Despite our differences on policy and politics, I respect Senator John McCain’s service to our country and, in his honor, have signed a proclamation to fly the flag of the United States at half-staff until the day of his interment.

I have asked Vice President Mike Pence to offer an address at the ceremony honoring Senator McCain at the United States Capitol this Friday.

Sen. John McCain in 2007.
Sen. John McCain in 2007. (Mark Boster / Los Angeles Times)

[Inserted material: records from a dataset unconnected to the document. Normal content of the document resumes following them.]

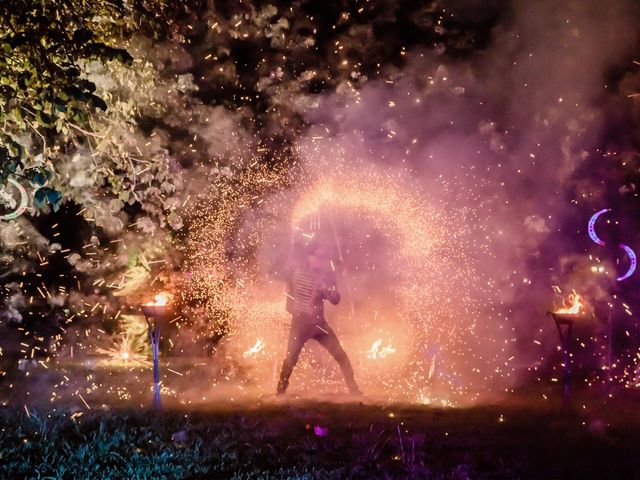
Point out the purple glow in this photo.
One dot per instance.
(592, 229)
(634, 262)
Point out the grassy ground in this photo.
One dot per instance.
(308, 440)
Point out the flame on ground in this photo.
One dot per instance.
(253, 351)
(376, 352)
(160, 300)
(572, 306)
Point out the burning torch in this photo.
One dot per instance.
(155, 313)
(565, 317)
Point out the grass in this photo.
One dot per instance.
(280, 441)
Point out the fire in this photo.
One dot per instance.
(254, 350)
(160, 300)
(376, 352)
(575, 305)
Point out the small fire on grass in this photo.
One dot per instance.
(572, 305)
(253, 351)
(376, 351)
(160, 300)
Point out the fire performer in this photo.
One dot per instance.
(309, 284)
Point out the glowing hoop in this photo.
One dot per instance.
(592, 226)
(24, 202)
(634, 262)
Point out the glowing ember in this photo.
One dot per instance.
(574, 306)
(160, 300)
(376, 352)
(253, 351)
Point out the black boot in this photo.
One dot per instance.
(284, 378)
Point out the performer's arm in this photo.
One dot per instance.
(330, 292)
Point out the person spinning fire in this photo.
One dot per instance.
(309, 284)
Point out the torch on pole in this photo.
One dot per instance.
(566, 321)
(155, 314)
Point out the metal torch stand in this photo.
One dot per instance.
(565, 341)
(153, 324)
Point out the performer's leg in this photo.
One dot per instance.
(328, 339)
(297, 338)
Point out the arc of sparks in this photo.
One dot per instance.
(592, 226)
(632, 266)
(22, 206)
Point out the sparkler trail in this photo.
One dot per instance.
(401, 255)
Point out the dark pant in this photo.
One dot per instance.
(303, 330)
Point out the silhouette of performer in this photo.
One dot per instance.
(309, 284)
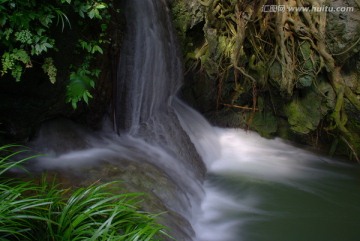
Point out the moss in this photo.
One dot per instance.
(265, 124)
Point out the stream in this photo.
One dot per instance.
(214, 184)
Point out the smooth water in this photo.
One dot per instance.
(267, 190)
(254, 190)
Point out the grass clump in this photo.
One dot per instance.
(45, 212)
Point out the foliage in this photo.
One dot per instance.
(283, 53)
(46, 212)
(28, 31)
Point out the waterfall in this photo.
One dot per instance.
(255, 189)
(149, 141)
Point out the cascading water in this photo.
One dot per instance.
(255, 189)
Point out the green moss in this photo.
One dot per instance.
(264, 123)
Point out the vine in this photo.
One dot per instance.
(28, 36)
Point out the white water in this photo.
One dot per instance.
(255, 189)
(260, 189)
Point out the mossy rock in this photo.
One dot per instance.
(304, 113)
(264, 123)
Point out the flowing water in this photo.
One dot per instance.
(254, 189)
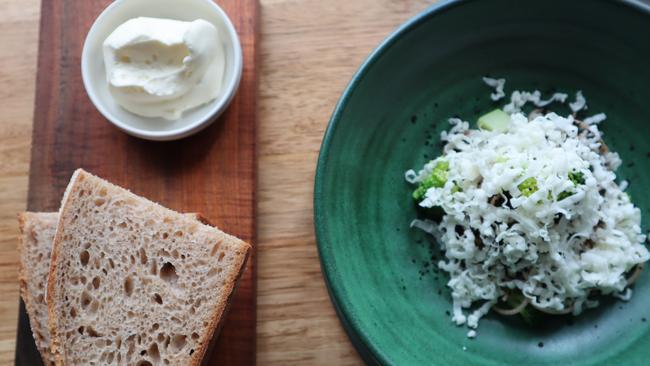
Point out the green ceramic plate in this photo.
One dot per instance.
(381, 274)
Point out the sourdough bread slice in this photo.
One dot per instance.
(35, 245)
(132, 282)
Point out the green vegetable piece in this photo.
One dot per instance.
(497, 121)
(528, 186)
(437, 179)
(577, 178)
(564, 195)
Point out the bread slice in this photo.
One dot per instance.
(132, 282)
(35, 245)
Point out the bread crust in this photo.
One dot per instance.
(52, 316)
(23, 279)
(218, 312)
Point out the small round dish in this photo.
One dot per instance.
(193, 120)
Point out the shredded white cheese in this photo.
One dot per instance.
(557, 244)
(498, 85)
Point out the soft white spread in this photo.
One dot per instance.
(163, 67)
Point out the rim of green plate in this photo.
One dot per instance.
(359, 339)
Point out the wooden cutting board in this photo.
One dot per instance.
(212, 172)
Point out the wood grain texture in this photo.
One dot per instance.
(309, 50)
(212, 173)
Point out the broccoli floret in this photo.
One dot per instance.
(528, 186)
(577, 178)
(497, 121)
(564, 195)
(437, 179)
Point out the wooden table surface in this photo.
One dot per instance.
(309, 50)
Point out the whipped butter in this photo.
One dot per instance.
(163, 67)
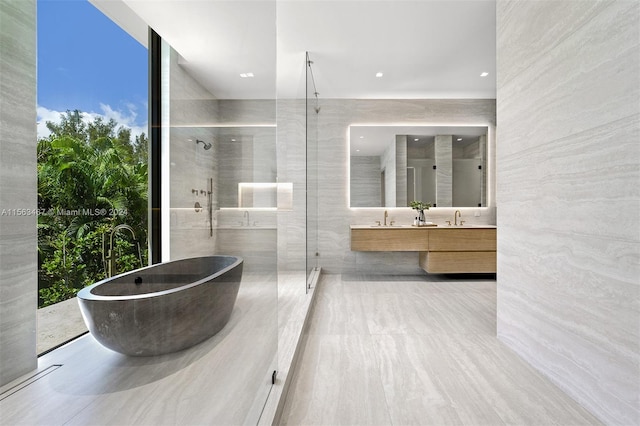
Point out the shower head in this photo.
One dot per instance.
(207, 145)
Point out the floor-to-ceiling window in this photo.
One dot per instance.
(92, 159)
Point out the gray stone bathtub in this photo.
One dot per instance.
(162, 308)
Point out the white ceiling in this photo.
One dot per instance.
(425, 48)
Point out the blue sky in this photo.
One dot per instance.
(87, 62)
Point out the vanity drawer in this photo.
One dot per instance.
(393, 239)
(452, 262)
(469, 239)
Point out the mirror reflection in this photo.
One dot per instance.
(390, 166)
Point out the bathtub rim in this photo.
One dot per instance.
(86, 293)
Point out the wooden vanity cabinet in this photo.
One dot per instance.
(389, 239)
(460, 251)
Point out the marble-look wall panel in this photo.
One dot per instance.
(18, 187)
(568, 105)
(192, 168)
(291, 151)
(334, 213)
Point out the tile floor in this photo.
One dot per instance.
(391, 350)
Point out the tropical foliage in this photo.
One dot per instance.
(91, 178)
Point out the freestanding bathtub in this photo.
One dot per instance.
(162, 308)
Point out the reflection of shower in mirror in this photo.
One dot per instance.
(207, 145)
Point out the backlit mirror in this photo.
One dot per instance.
(390, 166)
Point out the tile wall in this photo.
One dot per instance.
(18, 187)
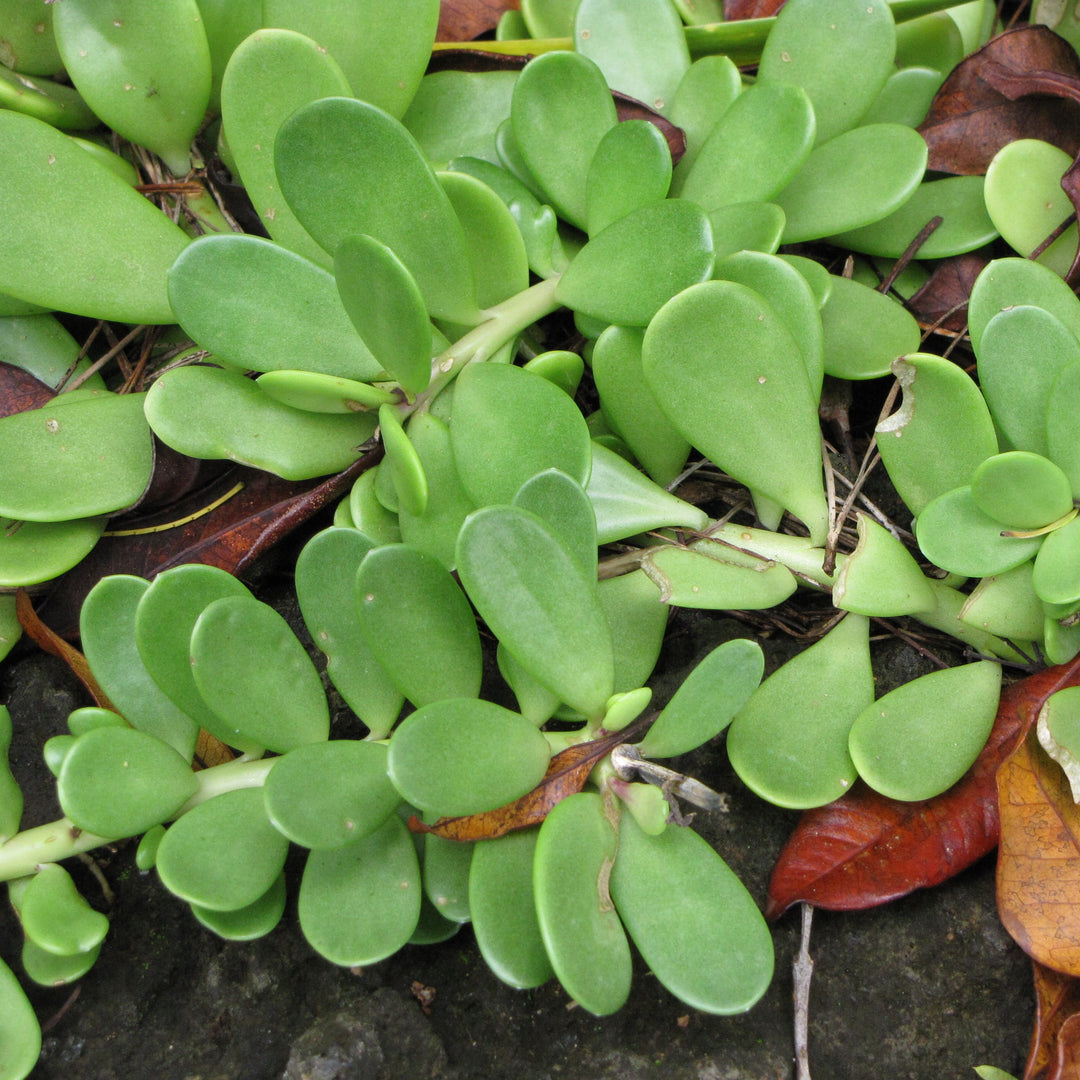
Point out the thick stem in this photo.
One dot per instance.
(504, 322)
(27, 851)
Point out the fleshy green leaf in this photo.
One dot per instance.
(329, 794)
(697, 927)
(256, 676)
(347, 169)
(462, 756)
(790, 743)
(920, 739)
(418, 624)
(360, 904)
(77, 237)
(258, 306)
(539, 603)
(730, 376)
(118, 782)
(224, 854)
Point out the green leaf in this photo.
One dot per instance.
(955, 535)
(709, 698)
(1025, 201)
(790, 294)
(325, 572)
(56, 918)
(864, 331)
(164, 618)
(32, 552)
(77, 238)
(216, 413)
(508, 426)
(1011, 283)
(539, 603)
(145, 71)
(1022, 351)
(497, 252)
(77, 459)
(632, 167)
(360, 904)
(586, 945)
(256, 676)
(260, 307)
(1056, 575)
(638, 44)
(347, 169)
(456, 113)
(1022, 490)
(693, 921)
(561, 110)
(840, 52)
(19, 1033)
(503, 909)
(790, 743)
(630, 407)
(939, 435)
(118, 782)
(626, 273)
(964, 226)
(107, 632)
(269, 76)
(246, 923)
(853, 179)
(329, 794)
(459, 756)
(224, 854)
(919, 740)
(382, 48)
(880, 577)
(755, 148)
(418, 624)
(730, 376)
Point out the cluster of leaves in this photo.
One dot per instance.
(418, 231)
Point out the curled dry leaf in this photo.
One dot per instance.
(566, 775)
(1039, 858)
(1054, 1053)
(970, 120)
(464, 19)
(21, 391)
(942, 302)
(865, 849)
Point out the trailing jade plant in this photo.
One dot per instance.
(418, 233)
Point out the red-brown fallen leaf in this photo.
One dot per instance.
(19, 391)
(970, 120)
(942, 302)
(865, 849)
(55, 645)
(750, 9)
(251, 512)
(464, 19)
(1039, 858)
(1054, 1039)
(566, 775)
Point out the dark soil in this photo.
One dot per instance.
(923, 988)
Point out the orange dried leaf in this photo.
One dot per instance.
(566, 775)
(1057, 1011)
(52, 643)
(1039, 858)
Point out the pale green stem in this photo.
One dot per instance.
(27, 851)
(503, 323)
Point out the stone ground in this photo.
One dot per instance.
(922, 988)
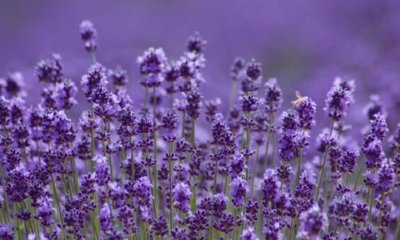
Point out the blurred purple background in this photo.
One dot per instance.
(304, 44)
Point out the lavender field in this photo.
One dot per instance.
(193, 120)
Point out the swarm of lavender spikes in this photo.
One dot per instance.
(125, 172)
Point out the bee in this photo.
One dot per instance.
(300, 99)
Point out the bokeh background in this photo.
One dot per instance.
(304, 44)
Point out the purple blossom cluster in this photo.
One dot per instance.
(127, 171)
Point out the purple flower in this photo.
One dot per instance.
(305, 109)
(375, 106)
(394, 139)
(6, 233)
(249, 234)
(249, 103)
(95, 77)
(196, 44)
(119, 77)
(386, 179)
(339, 98)
(369, 232)
(237, 68)
(105, 218)
(253, 70)
(219, 204)
(142, 190)
(88, 35)
(273, 96)
(103, 175)
(239, 189)
(237, 165)
(270, 186)
(312, 222)
(152, 61)
(378, 126)
(373, 151)
(360, 212)
(160, 226)
(182, 196)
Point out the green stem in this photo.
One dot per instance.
(171, 207)
(57, 202)
(155, 170)
(322, 173)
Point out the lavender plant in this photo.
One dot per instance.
(127, 171)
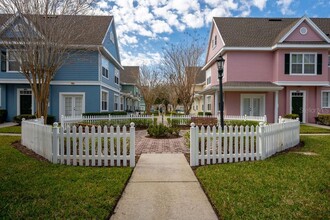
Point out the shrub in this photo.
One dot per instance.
(161, 130)
(206, 114)
(18, 118)
(3, 115)
(323, 119)
(241, 123)
(291, 116)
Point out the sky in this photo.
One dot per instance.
(145, 27)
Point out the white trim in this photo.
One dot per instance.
(322, 91)
(18, 103)
(311, 23)
(108, 102)
(302, 83)
(61, 96)
(304, 103)
(255, 95)
(303, 64)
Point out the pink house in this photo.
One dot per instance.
(273, 66)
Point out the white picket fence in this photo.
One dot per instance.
(71, 120)
(81, 146)
(235, 144)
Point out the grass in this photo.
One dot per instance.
(286, 186)
(12, 129)
(32, 189)
(306, 129)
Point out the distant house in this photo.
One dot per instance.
(87, 82)
(131, 97)
(273, 66)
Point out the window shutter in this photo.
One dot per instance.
(3, 61)
(319, 64)
(287, 64)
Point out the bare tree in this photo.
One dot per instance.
(42, 36)
(147, 83)
(180, 64)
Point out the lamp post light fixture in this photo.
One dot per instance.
(221, 63)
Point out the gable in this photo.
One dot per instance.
(304, 33)
(213, 49)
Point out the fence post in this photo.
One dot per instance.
(192, 144)
(132, 144)
(262, 141)
(55, 142)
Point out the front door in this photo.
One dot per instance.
(252, 105)
(25, 102)
(297, 104)
(73, 105)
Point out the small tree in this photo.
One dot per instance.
(147, 83)
(42, 40)
(180, 64)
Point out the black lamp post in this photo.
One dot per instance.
(221, 63)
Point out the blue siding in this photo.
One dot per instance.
(92, 97)
(80, 66)
(112, 47)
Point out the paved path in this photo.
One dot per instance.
(163, 186)
(151, 145)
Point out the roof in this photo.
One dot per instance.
(130, 74)
(260, 32)
(93, 27)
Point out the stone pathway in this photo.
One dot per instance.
(163, 186)
(144, 144)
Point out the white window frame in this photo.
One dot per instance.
(105, 65)
(322, 92)
(304, 103)
(114, 102)
(107, 100)
(256, 95)
(7, 62)
(303, 64)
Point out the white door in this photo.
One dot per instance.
(252, 105)
(73, 105)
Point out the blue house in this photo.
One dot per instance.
(87, 82)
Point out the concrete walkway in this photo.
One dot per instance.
(163, 186)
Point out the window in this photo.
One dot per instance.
(325, 99)
(208, 101)
(116, 102)
(105, 68)
(112, 37)
(303, 63)
(105, 100)
(12, 64)
(116, 76)
(208, 76)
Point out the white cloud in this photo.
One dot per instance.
(285, 6)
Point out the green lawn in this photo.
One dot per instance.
(31, 189)
(306, 129)
(12, 129)
(286, 186)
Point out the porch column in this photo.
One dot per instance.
(216, 103)
(276, 107)
(204, 105)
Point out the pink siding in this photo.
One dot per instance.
(213, 51)
(279, 66)
(250, 66)
(310, 36)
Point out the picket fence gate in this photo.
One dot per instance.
(81, 146)
(235, 144)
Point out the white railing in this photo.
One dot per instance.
(37, 137)
(235, 144)
(81, 146)
(90, 119)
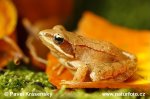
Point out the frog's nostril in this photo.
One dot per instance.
(41, 33)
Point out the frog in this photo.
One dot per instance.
(88, 59)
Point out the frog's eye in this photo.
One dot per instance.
(58, 39)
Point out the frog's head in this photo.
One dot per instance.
(56, 41)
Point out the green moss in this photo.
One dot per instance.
(21, 79)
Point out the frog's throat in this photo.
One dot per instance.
(48, 41)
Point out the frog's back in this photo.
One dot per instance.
(101, 46)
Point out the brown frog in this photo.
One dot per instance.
(95, 60)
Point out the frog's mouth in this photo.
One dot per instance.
(48, 41)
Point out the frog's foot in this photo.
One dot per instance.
(59, 67)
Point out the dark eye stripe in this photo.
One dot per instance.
(58, 39)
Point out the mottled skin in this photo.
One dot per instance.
(95, 60)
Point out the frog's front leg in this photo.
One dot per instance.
(81, 72)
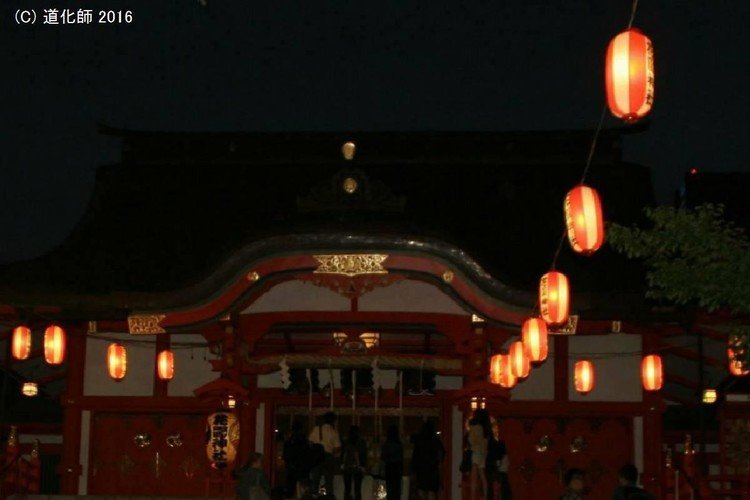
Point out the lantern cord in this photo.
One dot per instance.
(632, 13)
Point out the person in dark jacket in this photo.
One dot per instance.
(392, 455)
(252, 482)
(497, 466)
(628, 489)
(353, 461)
(426, 462)
(296, 461)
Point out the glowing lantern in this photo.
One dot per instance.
(520, 364)
(223, 439)
(584, 376)
(736, 367)
(30, 389)
(54, 345)
(21, 343)
(554, 297)
(501, 372)
(534, 337)
(165, 365)
(629, 75)
(584, 219)
(651, 372)
(117, 361)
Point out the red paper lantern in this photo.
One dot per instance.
(54, 345)
(629, 75)
(117, 361)
(165, 365)
(21, 343)
(554, 297)
(652, 374)
(584, 219)
(501, 372)
(584, 376)
(736, 367)
(534, 337)
(519, 362)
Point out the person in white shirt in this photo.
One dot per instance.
(327, 435)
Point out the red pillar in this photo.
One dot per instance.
(70, 467)
(652, 431)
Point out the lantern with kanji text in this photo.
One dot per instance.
(584, 219)
(554, 297)
(54, 345)
(21, 343)
(584, 376)
(534, 338)
(652, 374)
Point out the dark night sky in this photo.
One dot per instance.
(385, 65)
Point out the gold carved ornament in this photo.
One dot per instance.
(146, 324)
(351, 264)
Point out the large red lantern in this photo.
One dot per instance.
(554, 297)
(501, 372)
(117, 361)
(54, 345)
(21, 343)
(165, 365)
(519, 363)
(534, 337)
(584, 376)
(584, 219)
(736, 367)
(629, 75)
(652, 374)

Rick Davis, Sen. John McCain’s former presidential campaign manager and a family spokesman, read the following farewell statement from the Arizona Republican at a news conference in Phoenix on Monday:
 
“My fellow Americans, whom I have gratefully served for 60 years, and especially my fellow Arizonans.
 
“Thank you for the privilege of serving you and for the rewarding life that service in uniform and in public office has allowed me to lead. I have tried to serve our country honorably. I have made mistakes, but I hope my love for America will be weighed favorably against them. 
 
“I have often observed that I am the luckiest person on Earth. I feel that way even now as I prepare for the end of my life. I have loved my life, all of it. I have had experiences, adventures and friendships enough for 10 satisfying lives, and I am so thankful. Like most people, I have regrets. But I would not trade a day of my life, in good or bad times, for the best day of anyone else’s.  
 
“I owe that satisfaction to the love of my family. No man ever had a more loving wife or children he was prouder of than I am of mine. And I owe it to America. To be connected to America’s causes — liberty, equal justice, respect for the dignity of all people — brings happiness more sublime than life’s fleeting pleasures. Our identities and sense of worth are not circumscribed, but enlarged, by serving good causes bigger than ourselves. 
 
“‘Fellow Americans’ — that association has meant more to me than any other. I lived and died a proud American. We are citizens of the world’s greatest republic, a nation of ideals, not blood and soil. We are blessed and are a blessing to humanity when we uphold and advance those ideals at home and in the world. We have helped liberate more people from tyranny and poverty than ever before in history. We have acquired great wealth and power in the process. 
 
“We weaken our greatness when we confuse our patriotism with tribal rivalries that have sown resentment and hatred and violence in all the corners of the globe. We weaken it when we hide behind walls, rather than tear them down, when we doubt the power of our ideals, rather than trust them to be the great force for change they have always been. 
 
“We are 325 million opinionated, vociferous individuals. We argue and compete and sometimes even vilify each other in our raucous public debates. But we have always had so much more in common with each other than in disagreement. If only we remember that and give each other the benefit of the presumption that we all love our country, we will get through these challenging times. We will come through them stronger than before. We always do. 
 
“Ten years ago, I had the privilege to concede defeat in the election for president. I want to end my farewell to you with the heartfelt faith in Americans that I felt so powerfully that evening. I feel it powerfully still. 
 
“Do not despair of our present difficulties, but believe always in the promise and greatness of America, because nothing is inevitable here. Americans never quit. We never surrender. We never hide from history. We make history. 
 
“Farewell, fellow Americans. God bless you, and God bless America.”